Turkey: Soma Mining Disaster worst mining disaster worldwide in the last 40 years

Down with Erdogan and his murderous regime!

The Soma mining disaster shocked Turkey; the official number of death toll is 301. Some trade unions, NGOs and political parties are claiming that it could be much higher. It is the worst mining disaster in Turkish history, the worst in the world in 40 years, and the 19th worst in world history.

Soma is a town and district of Manisa province of Turkey and thousands of residents work in the coal mines. The Soma mining incident started on 12 May 2014 at 3:10pm. Government officials and ministers announced that at the time of disaster, 787 miners were working in the mine, but even the manager and the owner of the coal mine are unsure about how many miners were trapped inside, because of the widespread and notorious use of uninsured subcontracted workers.

They also don’t know what exactly caused this disaster. The last government inspection was done only two months ago, and inspectors say they didn’t find any safety problems inside the mine. Some mining engineers claim that this coal mine is one of the best coal mines in Turkey in terms of technology and safety regulations.

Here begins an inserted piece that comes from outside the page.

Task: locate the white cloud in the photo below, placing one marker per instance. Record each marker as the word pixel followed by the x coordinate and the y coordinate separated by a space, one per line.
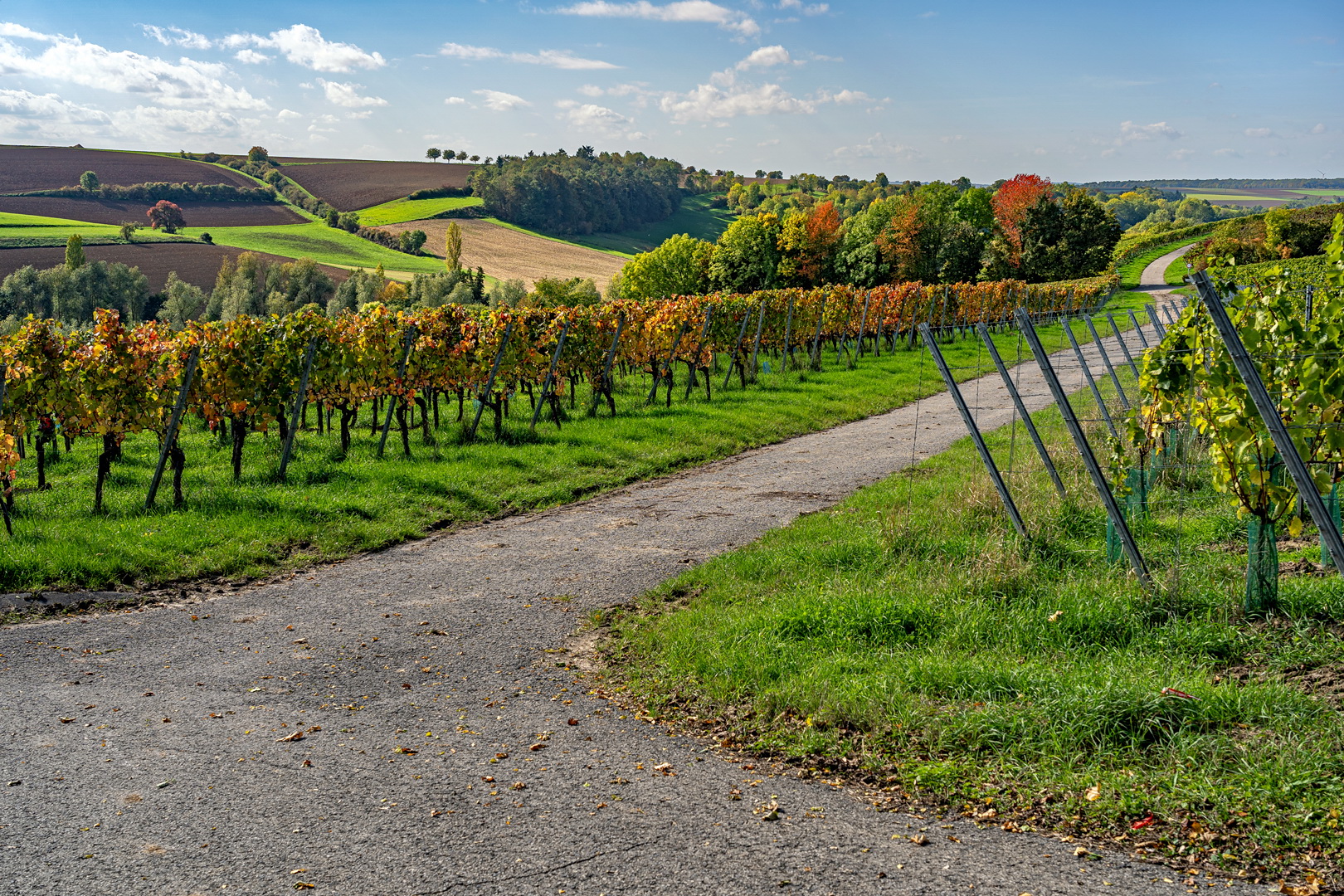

In 2013, Turkey was the worst country in Europe and the third worst country in the world when it comes to deaths in work-related accidents. 1,235 workers died last year because of work accidents. Turkey is among three countries in the world which hasn’t signed the ILO’s (International Labour Organisation) safety regulations about the mining sector – the other countries being Pakistan and Afghanistan. Because of this, under Turkey’s laws, there isn’t any obligation to build safety rooms inside the mines.

Initial reactions

Prime Minister Erdogan visited the Soma mine on 15 May, and made a public statement about the disaster. He said that mining working has a destiny or nature of possibility of death, adding that similar mining disasters occurred in history eg 1862 in England, 1907 in France, etc.

This statement from Erdogan, the problems in rescue operation, and the lack of clear official information, created an explosion of anger in Soma.

Relatives of dead and rescued miners started to protest against Erdogan and other government officials in the city, they started kicking the cars of government officials, shouting: “Erdogan has to resign”, “Erdogan the thief”, “Erdogan the murderer” and hooting at Erdogan when he was passing inside the city.

Erdogan went out from his car and tried and talk with protesters with his special security, and said: “If you hoot at me you will be slapped”. His advisor kicked a relative of a dead miner, who was protesting, on the ground. This situation enraged protesters even more, and Erdogan had to take refuge in a market on the road with his special security men. He then punched a protester twice in this market.

This offensive and utterly contemptuous behaviour of state officials created huge anger throughout Turkey.

Workers and youth move into action

Because of pressure from their members, three out of six trade union confederations called a one-day general strike on Thursday 14 May and for demonstrations in city centres. But due to the bureaucratic structures of most trade unions and the low percentage of unionisation rates in Turkey, this general strike was not very effective. However, workers in big factories like Bosch, Renault and Ford went on strike for the first time in a decade.

There was a massive demonstration in Soma, also in other big cities like Istanbul, Ankara and Izmir, and as expected, the riot police violently attacked these demonstrations.

In three universities, two of them in Istanbul and one in Ankara, students started occupations of the mining engineering faculty buildings in their campuses. These demonstrations and occupations are continuing, although with a decreasing intensity. Some of the student occupations have ended because their demands were conceded. Their demands called for the university authorities to make a statement about the mining disaster and to dismiss a professor who was an advisor for the mining company.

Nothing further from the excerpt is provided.